YoY means Q4 2015 compared with Q4 2014.
I don't understand this comment -- how does it apply to anything I posted? I know what YoY means.
Thank you. I'm assuming Russian replyed to me, but I have him on ignore.
Good to know. :thumbsup:
Ok... RIP AMD. They fought well, but they moved to other sectores toó late
I wish you to make thousands of dollars on shorting the stock over the coming 5 years. :awe:
Care to explain how paying a take-or-pay charge can be worse than taking goods for free and write it down?
What does that even mean? AMD gets nothing for free.
Option 1 - You are obligated to purchase 10 seeds of apple trees whether you will sell 100 apples or not. If you only buy 9 seeds of apple trees, you get penalized $100 since your contract stipulates that you will pay a penalty unless you buy a minimum of 10 seeds.
Option 2 - You bought 10 seeds of apple trees as per the contract but you cannot sell 100 apples at regular prices. So you negotiate a lower price and sell the remaining apples at a reduced price. The difference between the normal price you were projecting to sell and the reduced price is the inventory write-down. The loss due to 'inventory' write-down is $70.
You save $30 against option #1.
"DEFINITION of 'Inventory Write-Off'
An accounting term for the formal recognition that a portion of a company's inventory no longer has value. An inventory write-off may be handled in the company's books by charging it to the cost of goods sold or by offsetting the obsolete inventory allowance. Most inventory write-offs are small, annual expenses; a large inventory write-off (such as one caused by a warehouse fire) may be categorized as a non-recurring loss.
If inventory still has some value, it will be written down instead of written off.
Read more: Inventory Write-Off Definition | Investopedia
http://www.investopedia.com/terms/i/inventory-write-off.asp#ixzz3ohlwL6AL
Do you think AMD will
throw away $65 million of parts just like that? That's not what an Inventory Write Down means.
Yeah, that's why I'm not exactly aboard the hype train that a lot of the pro-AMD posters are on. AMD is literally competing with two of the world's best CPU core teams (Intel Converged Core Design Org. in Hillsboro, Oregon & Israel Design Center in Haifa) with virtually unlimited budget and easily the world's best process technology.
Zen should be an improvement from the really bad construction core line, but I doubt it will be anything close to Skylake in terms of power/performance.
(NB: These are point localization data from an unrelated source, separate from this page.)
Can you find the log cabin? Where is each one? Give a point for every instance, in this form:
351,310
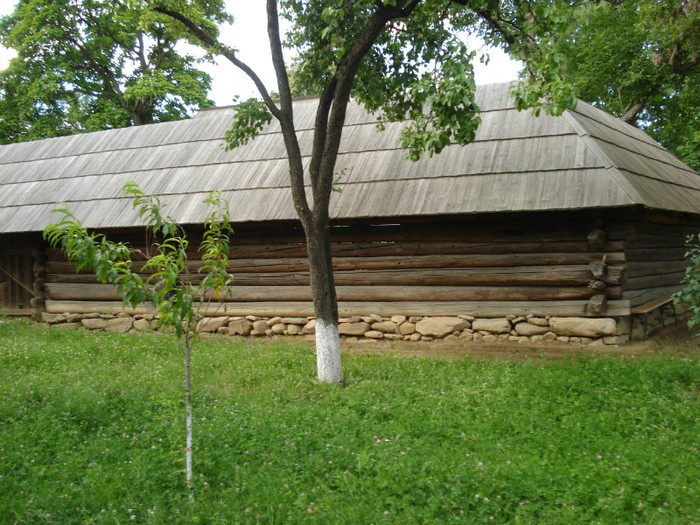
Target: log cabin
576,216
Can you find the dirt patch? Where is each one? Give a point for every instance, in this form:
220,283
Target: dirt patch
673,340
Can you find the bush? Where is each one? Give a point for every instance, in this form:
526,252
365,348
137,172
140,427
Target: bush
690,293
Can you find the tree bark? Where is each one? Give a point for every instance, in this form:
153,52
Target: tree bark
318,245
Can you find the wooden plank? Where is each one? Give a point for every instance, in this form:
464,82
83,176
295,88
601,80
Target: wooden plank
643,269
346,309
99,292
639,297
654,281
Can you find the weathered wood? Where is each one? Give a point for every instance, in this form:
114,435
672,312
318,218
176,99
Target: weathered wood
346,309
522,275
639,297
654,281
642,269
655,254
66,291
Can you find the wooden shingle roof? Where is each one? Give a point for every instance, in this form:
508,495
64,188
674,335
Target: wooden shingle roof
583,159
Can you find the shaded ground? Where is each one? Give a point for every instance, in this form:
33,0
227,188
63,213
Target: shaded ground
671,340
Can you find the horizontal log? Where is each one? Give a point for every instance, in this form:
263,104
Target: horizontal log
639,297
300,264
654,281
68,291
643,269
575,275
655,254
346,309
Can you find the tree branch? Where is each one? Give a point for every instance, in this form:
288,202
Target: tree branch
226,52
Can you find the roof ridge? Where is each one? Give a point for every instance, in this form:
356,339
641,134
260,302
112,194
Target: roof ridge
591,142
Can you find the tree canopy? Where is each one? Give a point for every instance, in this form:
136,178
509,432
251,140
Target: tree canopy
639,60
399,58
86,65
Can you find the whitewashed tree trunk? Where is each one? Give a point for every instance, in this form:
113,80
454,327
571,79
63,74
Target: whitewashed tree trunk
328,362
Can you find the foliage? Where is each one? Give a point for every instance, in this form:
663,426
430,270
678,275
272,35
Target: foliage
639,60
90,432
86,65
168,285
690,293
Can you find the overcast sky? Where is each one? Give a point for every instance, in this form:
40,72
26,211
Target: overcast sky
248,34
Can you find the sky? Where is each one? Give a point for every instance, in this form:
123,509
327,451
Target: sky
248,35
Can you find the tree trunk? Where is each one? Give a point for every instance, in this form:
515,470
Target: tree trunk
318,245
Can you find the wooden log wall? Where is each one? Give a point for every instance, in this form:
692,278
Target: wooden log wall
492,266
655,253
20,265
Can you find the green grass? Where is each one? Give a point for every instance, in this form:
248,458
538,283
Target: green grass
92,431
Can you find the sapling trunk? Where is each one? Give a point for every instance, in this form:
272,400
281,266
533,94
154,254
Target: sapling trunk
188,417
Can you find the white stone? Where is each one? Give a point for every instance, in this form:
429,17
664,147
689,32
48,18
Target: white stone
279,328
53,318
388,327
583,326
530,329
94,324
440,326
294,329
498,326
240,327
142,325
328,352
356,329
211,324
310,327
407,328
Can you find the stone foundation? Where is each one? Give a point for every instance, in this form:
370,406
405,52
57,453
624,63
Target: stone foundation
513,329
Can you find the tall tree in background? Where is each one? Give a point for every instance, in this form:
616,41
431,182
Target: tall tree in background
86,65
639,60
400,58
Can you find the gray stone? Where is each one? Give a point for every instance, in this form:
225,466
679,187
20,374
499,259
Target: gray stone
440,326
120,325
356,329
142,325
259,326
294,320
310,327
211,324
240,327
583,326
94,324
407,328
53,318
294,329
530,329
388,327
66,326
279,328
497,326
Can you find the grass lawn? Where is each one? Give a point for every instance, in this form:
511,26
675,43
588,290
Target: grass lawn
92,431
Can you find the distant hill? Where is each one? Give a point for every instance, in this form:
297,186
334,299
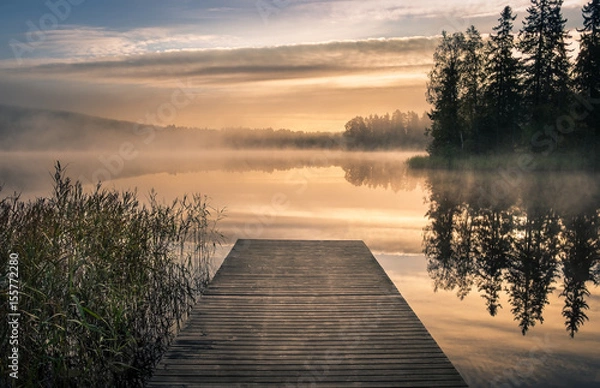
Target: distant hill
40,129
28,129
They might be able to get to Haswell-levels of performance, but I think they will need considerably higher power to do so which kind of wrecks it for everything but high-perf desktop (which Intel can easily counter by being more aggressive in which server dies it deigns to bring to the HEDT platform).
AMD really needs to get itself out of Intel's way, and I think they had said this was their intention a while ago, but they've gone full circle and are now talking about how a brand new, clean-slate architecture is going to help them be more competitive against Intel.
Good luck to AMD, but this looks like a losing long-term strategy.
I don't think anyone who understand business expects AMD to outperform Intel and/or NV long-term. However, if AMD can figure out a way to generation positive net free cash flow, it doesn't have to outright outperform Intel/NV.
If you think about it, you propose that AMD just gives up because you haven't provided an alternative strategy for them to pursue. So if you think they have no chance of ever making $ in CPUs, APUs or GPUs, what's the point of AMD existing at all?